Certamente!

Paulo Querido. Na Internet desde 1989

17 de dezembro de 2004

Barnabé, comentários, difamação, guerrilha

Pouco tempo, vamos por sínteses. Alguns Barnabés decidiram suspender as caixas de comentários. Estão no seu direito. Pessoalmente acho que é dar demasiada relevância ao assunto, mas não sou eu a levar com os insultos pelo que aceito a decisão deles.

Como fez notar o André Belo, não são os comentários a seiva da interactividade do Barnabé — pelo que podem aqueles ser fechados sem perda de identidade ou função.

Muitos comentadeiros são atraídos pelas luzes da ribalta. Não tem rigorosamente nada para acrescentar, limitam-se a aparecer, quais emplastros dos blogues.

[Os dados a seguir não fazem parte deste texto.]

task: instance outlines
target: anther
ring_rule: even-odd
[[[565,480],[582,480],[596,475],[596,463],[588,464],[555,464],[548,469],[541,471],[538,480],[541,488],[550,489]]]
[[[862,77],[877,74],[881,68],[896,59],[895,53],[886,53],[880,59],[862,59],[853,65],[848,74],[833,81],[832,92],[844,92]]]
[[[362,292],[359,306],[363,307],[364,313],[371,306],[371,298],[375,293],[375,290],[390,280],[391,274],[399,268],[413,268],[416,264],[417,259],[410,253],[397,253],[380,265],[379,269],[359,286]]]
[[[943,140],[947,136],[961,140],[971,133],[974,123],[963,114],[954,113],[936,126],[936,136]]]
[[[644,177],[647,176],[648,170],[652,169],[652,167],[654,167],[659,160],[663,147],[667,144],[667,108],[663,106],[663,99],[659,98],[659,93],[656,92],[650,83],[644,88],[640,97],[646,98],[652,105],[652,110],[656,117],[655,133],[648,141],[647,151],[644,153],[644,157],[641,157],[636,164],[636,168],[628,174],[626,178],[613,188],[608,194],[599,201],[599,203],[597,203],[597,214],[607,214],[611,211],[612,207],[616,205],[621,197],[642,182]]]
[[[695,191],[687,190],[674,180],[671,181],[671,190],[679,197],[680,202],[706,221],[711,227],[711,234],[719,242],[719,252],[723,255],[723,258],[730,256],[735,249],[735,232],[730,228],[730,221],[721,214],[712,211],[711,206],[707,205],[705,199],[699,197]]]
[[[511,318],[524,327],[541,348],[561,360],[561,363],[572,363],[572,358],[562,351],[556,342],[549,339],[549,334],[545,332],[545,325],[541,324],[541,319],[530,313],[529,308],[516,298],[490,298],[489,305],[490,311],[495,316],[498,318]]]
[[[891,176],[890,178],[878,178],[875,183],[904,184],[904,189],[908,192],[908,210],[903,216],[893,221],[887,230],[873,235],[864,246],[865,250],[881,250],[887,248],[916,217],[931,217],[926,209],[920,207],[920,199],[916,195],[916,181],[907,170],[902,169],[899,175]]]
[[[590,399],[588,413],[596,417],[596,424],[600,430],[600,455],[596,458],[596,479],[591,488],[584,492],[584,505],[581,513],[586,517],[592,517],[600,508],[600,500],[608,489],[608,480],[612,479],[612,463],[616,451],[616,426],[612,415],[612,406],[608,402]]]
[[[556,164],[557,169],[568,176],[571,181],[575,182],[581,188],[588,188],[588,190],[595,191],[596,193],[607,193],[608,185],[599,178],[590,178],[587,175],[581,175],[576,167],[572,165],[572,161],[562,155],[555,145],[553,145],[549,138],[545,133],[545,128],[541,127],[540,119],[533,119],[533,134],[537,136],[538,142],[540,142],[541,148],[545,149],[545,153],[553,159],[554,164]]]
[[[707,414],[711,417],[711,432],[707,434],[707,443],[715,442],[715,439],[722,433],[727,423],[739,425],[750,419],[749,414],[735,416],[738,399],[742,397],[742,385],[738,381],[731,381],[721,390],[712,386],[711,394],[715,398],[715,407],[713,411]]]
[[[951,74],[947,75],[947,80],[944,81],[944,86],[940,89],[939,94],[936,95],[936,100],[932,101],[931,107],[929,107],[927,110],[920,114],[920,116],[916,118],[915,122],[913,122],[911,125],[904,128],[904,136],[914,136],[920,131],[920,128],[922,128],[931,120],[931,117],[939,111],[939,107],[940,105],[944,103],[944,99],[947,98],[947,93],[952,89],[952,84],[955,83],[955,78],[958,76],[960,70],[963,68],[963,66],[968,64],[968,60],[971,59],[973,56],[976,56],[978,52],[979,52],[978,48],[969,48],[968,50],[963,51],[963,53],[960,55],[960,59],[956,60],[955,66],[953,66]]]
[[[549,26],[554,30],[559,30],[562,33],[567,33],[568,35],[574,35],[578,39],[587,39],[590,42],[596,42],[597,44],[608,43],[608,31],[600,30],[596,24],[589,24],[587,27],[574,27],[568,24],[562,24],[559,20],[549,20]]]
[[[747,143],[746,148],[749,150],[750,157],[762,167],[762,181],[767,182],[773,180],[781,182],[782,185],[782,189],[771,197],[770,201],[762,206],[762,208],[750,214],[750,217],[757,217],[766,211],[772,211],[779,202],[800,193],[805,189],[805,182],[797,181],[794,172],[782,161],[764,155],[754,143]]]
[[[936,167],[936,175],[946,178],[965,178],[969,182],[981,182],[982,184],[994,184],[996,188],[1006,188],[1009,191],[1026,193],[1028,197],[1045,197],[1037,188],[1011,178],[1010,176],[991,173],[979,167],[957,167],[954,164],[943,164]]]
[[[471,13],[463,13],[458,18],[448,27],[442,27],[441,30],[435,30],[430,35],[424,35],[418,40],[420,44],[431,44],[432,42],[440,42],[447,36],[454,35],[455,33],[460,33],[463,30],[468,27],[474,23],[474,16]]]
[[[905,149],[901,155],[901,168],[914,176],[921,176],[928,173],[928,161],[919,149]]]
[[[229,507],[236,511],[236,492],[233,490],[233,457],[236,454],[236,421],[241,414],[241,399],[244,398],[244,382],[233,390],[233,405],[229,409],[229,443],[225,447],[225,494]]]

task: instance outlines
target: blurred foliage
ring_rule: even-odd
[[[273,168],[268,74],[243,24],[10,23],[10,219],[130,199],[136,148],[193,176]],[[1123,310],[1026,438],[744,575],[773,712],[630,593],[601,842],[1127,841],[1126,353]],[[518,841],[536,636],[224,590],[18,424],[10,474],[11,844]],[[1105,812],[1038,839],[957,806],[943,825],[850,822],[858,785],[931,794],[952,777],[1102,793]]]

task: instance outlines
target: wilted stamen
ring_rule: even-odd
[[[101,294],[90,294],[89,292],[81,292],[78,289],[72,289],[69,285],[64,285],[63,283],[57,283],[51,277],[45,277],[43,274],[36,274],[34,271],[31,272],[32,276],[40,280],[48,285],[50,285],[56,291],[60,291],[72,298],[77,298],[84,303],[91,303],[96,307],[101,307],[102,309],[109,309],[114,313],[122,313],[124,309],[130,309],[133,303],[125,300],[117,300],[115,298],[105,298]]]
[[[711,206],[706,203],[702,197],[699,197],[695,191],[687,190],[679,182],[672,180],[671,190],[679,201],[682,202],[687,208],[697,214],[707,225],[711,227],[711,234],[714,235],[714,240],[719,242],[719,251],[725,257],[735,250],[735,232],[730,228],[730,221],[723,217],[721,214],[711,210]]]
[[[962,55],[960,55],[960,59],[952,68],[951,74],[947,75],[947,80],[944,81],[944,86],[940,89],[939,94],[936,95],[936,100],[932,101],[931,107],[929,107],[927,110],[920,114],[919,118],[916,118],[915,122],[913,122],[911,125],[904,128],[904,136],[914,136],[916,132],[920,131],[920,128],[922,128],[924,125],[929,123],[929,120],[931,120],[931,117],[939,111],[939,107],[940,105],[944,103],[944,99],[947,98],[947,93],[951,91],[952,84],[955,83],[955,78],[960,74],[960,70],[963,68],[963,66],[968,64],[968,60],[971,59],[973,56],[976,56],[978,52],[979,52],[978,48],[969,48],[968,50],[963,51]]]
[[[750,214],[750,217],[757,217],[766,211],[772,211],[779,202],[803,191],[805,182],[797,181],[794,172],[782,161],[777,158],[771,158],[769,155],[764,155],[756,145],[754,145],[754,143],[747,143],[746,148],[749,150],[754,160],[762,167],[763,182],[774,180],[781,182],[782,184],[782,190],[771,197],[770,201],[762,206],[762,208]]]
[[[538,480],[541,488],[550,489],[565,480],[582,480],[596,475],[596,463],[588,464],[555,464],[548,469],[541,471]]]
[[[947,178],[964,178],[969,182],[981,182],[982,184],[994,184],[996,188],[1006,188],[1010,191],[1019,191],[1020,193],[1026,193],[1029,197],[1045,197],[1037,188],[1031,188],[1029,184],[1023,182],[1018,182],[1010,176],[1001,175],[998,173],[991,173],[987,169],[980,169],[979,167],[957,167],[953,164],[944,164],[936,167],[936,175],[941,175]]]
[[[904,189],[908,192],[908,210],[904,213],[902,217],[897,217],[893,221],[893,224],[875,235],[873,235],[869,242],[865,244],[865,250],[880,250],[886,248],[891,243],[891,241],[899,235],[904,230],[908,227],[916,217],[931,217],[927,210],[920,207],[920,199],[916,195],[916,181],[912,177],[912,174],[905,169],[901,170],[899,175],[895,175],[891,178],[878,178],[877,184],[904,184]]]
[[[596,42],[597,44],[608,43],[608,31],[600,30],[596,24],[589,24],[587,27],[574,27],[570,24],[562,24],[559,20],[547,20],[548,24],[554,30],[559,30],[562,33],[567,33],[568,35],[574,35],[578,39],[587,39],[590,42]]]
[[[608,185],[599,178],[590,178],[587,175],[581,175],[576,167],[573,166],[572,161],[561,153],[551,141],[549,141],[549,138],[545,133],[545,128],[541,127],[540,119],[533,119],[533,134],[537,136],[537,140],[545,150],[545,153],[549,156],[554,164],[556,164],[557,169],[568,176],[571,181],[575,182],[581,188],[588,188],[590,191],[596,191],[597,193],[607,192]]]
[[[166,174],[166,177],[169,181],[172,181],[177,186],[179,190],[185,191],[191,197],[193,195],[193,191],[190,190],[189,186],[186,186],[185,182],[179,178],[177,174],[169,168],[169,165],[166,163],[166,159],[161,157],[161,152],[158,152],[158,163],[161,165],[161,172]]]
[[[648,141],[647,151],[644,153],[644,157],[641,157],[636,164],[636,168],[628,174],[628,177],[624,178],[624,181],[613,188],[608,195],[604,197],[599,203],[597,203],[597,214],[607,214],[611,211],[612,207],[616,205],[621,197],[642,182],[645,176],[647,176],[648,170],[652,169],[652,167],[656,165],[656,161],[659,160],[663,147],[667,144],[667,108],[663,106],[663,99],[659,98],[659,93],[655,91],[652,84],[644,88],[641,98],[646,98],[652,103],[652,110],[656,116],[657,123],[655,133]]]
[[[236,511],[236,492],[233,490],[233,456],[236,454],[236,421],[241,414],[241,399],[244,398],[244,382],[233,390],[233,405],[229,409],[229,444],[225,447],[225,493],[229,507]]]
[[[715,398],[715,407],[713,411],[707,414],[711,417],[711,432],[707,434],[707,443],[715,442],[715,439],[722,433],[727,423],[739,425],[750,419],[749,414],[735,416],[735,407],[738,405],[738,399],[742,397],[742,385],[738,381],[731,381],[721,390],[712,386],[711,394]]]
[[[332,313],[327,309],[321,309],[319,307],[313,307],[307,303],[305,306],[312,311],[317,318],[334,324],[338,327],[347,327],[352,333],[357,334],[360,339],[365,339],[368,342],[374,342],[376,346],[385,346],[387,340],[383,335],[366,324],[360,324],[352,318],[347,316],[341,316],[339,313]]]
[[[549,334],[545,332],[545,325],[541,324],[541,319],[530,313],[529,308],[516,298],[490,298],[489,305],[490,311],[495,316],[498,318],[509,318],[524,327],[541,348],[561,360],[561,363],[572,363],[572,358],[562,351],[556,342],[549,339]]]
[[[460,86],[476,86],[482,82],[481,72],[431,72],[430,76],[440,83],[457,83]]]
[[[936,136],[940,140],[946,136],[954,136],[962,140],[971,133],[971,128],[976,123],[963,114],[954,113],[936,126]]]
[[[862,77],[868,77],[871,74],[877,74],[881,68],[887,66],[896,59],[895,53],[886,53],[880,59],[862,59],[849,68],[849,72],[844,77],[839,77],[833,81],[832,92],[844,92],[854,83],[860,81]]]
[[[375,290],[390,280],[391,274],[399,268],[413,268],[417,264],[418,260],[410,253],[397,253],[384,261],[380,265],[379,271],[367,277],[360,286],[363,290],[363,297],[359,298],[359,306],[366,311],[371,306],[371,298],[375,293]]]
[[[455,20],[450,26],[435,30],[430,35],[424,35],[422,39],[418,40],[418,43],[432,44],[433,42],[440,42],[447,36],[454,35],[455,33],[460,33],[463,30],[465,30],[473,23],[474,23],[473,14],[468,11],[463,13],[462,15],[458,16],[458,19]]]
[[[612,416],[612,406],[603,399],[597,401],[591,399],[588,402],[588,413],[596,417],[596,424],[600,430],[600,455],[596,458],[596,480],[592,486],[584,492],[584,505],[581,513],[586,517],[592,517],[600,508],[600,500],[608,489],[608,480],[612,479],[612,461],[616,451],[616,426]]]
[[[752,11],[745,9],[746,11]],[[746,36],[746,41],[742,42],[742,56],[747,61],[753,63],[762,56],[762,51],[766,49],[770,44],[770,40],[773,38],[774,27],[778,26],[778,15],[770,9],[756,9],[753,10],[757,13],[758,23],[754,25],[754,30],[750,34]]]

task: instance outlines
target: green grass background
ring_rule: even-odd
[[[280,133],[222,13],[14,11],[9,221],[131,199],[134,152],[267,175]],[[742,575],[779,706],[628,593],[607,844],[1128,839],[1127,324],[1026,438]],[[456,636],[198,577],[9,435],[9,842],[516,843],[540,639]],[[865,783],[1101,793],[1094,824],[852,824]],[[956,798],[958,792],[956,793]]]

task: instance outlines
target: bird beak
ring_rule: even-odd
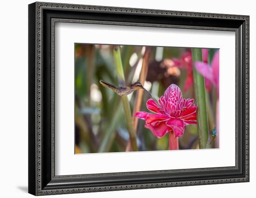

É a vida. Ou os aceitamos piedosamente, ou não. Cada um faça como entender. Eu encolho os ombros a quem me chama filho da puta e daí para baixo. A maior parte das vezes nem reparo.

Quanto mais um blogue brilha, mais emplastros atrai. Viu-se com O Meu Pipi, vê-se com o Barnabé.

A difamação nos comentários não é pior nem melhor que noutro blogue.

A propósito de difamação, surgiu hoje o primeiro caso de pedido de informação por parte de um tribunal relativamente a um conteúdo do weblog.com.pt. Não vou revelar nada por agora, quero só adiantar que o conteúdo em causa não é um comentário mas sim um artigo ou post. O autor apagou-o da base de dados — o que revela inocência… Os arquivos ficam na mesma online, é necessário outro esforço para os retirar do domínio público.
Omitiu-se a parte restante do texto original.